Auf der Wache riefen sie irgendwo an und sagten uns danach, dass das Center heute geschlossen wäre und wir es morgen wieder versuchen sollen. Auf die Frage, was wir machen sollen, der Junge würde sonst auf der Straße schlafen, hieß es nur: “Wir haben keine Lösung für euch.” Wir sollten morgen wieder kommen. Danach wurden wir aufgefordert, das Gebäude zu verlassen. Unsere Koordinatoren schalteten daraufhin eine Organisation ein, die bei rechtlichen Problemen hilft. Wir erfuhren, dass das Center in Saint Omer noch Platz für ihn hätte. Mit dieser Information klingelten wir also erneut, sagten dies.
Die Antwort: “Morgen!”.
Reingelassen wurden wir nicht mehr. Auch auf weiteres Klingeln wurde nicht mehr reagiert.

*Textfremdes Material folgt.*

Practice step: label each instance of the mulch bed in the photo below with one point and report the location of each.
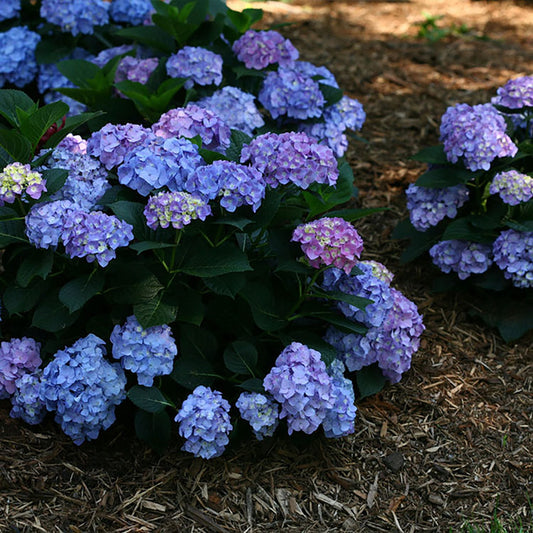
(451, 443)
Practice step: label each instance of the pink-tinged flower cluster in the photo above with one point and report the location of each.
(175, 208)
(330, 241)
(19, 181)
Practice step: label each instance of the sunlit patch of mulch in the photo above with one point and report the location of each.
(453, 442)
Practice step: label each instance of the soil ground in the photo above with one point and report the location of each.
(451, 444)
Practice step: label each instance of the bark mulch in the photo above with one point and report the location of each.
(451, 444)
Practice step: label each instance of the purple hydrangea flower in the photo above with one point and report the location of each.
(95, 236)
(83, 389)
(513, 253)
(146, 352)
(340, 419)
(204, 422)
(26, 401)
(300, 383)
(175, 208)
(19, 181)
(159, 162)
(76, 16)
(17, 50)
(234, 184)
(199, 65)
(464, 258)
(132, 12)
(112, 142)
(291, 158)
(260, 412)
(235, 107)
(477, 134)
(329, 241)
(512, 186)
(191, 121)
(45, 222)
(17, 357)
(427, 206)
(258, 49)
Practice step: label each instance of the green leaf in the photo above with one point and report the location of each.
(241, 357)
(76, 293)
(149, 399)
(370, 380)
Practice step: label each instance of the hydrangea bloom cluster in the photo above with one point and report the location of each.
(235, 107)
(475, 133)
(513, 253)
(146, 352)
(258, 49)
(512, 186)
(95, 236)
(300, 383)
(340, 419)
(112, 142)
(175, 208)
(347, 113)
(204, 422)
(76, 16)
(428, 206)
(464, 258)
(45, 222)
(19, 181)
(329, 241)
(287, 92)
(17, 357)
(17, 50)
(233, 184)
(132, 12)
(199, 65)
(260, 412)
(191, 121)
(159, 162)
(291, 158)
(83, 388)
(26, 401)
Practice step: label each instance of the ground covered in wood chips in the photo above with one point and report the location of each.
(451, 444)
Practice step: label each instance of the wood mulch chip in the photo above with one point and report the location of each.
(452, 442)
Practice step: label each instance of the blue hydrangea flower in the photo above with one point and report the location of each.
(300, 383)
(83, 389)
(235, 107)
(260, 412)
(159, 162)
(76, 16)
(112, 142)
(95, 236)
(475, 134)
(17, 357)
(512, 187)
(291, 158)
(191, 121)
(513, 253)
(427, 206)
(258, 49)
(133, 12)
(26, 401)
(17, 50)
(146, 352)
(175, 208)
(464, 258)
(204, 423)
(340, 419)
(199, 65)
(45, 222)
(233, 184)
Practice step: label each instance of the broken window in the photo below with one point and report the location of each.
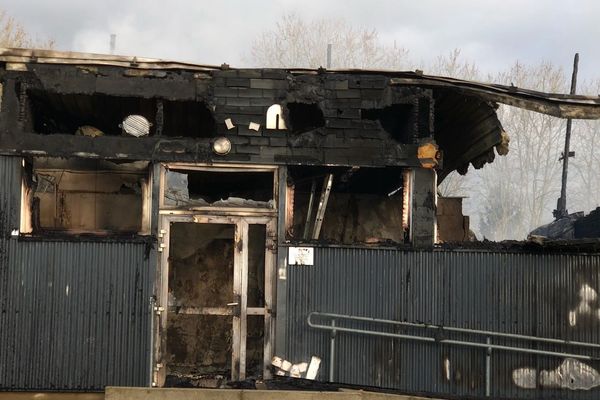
(188, 119)
(85, 196)
(397, 120)
(103, 115)
(218, 188)
(305, 117)
(347, 205)
(88, 115)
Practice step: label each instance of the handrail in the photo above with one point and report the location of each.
(334, 328)
(449, 329)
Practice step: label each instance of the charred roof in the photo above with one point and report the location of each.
(334, 117)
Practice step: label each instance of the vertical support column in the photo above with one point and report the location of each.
(243, 297)
(270, 290)
(423, 229)
(238, 257)
(281, 268)
(488, 368)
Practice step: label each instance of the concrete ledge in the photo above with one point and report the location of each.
(126, 393)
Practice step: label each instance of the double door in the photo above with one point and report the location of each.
(218, 284)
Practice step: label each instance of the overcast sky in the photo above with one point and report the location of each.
(493, 34)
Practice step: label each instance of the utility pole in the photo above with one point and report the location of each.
(113, 42)
(561, 205)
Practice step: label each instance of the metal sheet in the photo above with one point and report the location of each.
(530, 294)
(73, 315)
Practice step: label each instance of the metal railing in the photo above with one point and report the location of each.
(330, 322)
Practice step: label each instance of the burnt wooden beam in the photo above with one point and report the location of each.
(423, 207)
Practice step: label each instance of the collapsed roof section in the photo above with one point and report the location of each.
(339, 117)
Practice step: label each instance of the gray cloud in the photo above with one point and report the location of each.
(492, 34)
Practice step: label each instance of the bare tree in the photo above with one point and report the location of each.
(583, 184)
(13, 34)
(298, 43)
(528, 178)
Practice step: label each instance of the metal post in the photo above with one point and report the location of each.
(311, 200)
(561, 205)
(332, 352)
(113, 43)
(488, 368)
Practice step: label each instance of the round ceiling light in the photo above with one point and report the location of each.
(136, 125)
(222, 146)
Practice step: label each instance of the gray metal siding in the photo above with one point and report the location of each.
(529, 294)
(74, 315)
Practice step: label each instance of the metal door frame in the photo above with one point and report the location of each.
(240, 285)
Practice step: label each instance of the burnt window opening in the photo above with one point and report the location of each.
(190, 188)
(89, 115)
(398, 120)
(365, 205)
(85, 196)
(192, 119)
(304, 117)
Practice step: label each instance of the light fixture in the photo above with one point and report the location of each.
(221, 146)
(136, 125)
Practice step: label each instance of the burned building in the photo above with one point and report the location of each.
(170, 224)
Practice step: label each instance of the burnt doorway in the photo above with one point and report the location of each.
(219, 286)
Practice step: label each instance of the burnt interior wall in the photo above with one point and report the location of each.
(365, 206)
(53, 113)
(62, 325)
(85, 196)
(226, 189)
(188, 109)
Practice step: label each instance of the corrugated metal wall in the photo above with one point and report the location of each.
(529, 294)
(74, 315)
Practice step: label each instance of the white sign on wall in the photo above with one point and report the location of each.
(301, 256)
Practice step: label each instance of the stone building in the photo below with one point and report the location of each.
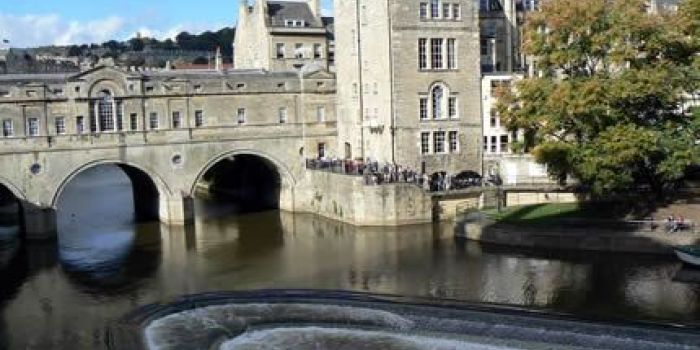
(281, 35)
(115, 100)
(408, 82)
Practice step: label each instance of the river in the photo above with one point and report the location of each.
(63, 296)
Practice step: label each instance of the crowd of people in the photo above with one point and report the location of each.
(375, 173)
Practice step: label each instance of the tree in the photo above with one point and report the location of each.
(607, 106)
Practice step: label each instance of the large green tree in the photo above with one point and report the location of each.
(608, 104)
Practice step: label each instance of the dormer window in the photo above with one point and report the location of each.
(294, 23)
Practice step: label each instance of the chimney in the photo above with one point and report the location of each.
(315, 6)
(219, 62)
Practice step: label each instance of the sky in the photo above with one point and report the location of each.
(28, 23)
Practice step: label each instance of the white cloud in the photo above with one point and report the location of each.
(51, 29)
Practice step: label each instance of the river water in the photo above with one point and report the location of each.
(62, 296)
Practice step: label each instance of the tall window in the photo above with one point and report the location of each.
(437, 98)
(133, 121)
(434, 8)
(452, 108)
(439, 142)
(8, 129)
(80, 124)
(282, 113)
(60, 125)
(321, 114)
(423, 10)
(456, 13)
(451, 54)
(33, 126)
(424, 108)
(453, 139)
(280, 50)
(240, 116)
(423, 53)
(120, 115)
(153, 121)
(198, 118)
(105, 112)
(436, 53)
(177, 120)
(424, 142)
(446, 11)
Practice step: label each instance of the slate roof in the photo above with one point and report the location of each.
(279, 11)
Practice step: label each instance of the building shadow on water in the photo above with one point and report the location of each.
(115, 264)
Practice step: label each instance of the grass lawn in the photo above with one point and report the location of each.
(549, 213)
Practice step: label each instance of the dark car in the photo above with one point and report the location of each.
(467, 178)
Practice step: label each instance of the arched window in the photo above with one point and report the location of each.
(438, 101)
(105, 111)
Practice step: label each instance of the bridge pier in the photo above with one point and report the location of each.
(176, 210)
(39, 223)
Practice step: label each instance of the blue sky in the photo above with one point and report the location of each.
(42, 22)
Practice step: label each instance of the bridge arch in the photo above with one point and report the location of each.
(285, 178)
(13, 189)
(144, 182)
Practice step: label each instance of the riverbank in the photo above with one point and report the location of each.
(567, 227)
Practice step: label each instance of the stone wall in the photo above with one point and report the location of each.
(348, 199)
(590, 237)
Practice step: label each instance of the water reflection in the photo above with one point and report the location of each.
(106, 264)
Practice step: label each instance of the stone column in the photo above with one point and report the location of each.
(176, 210)
(39, 223)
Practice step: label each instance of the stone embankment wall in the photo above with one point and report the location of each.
(641, 240)
(348, 199)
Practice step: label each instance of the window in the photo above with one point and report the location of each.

Als wenig später drei Polizisten gerade von der Streife zurück zur Wache kamen, sprachen wir diese an und baten um Hilfe. Sie sagten, dass sie sich darum kümmern wurden und nahmen den Jungen mit rein, wir durften ihn nicht mehr begleiten. Zehn Minuten später klingelten wir erneut und wollten wissen, was nun passieren wird. Daraufhin kam ein anderer Polizist raus und raunte uns entgegen: “Das ist nicht euer Problem. Das ist das Problem der Polizei!” Wir entgegneten, dass die Regierung und damit auch die Polizei für die Sicherheit von Minderjährigen verantwortlich seien. Die Antwort darauf war ein Platzverweis vom Gelände der Polizeistation. Wir blieben stehen und wieder einige Momente später kam einer der drei Polizisten, die wir angesprochen und um Hilfe gebeten haben. Er sagte, sie würden den Jungen in eines der Zentren bringen. Nach dem, was wir erlebt haben, haben wir dennoch ein sehr schlechtes Gefühl dabei, den Jungen alleinegelassen zu haben. Wir werden morgen versuchen rauszufinden, was wirklich geschehen ist.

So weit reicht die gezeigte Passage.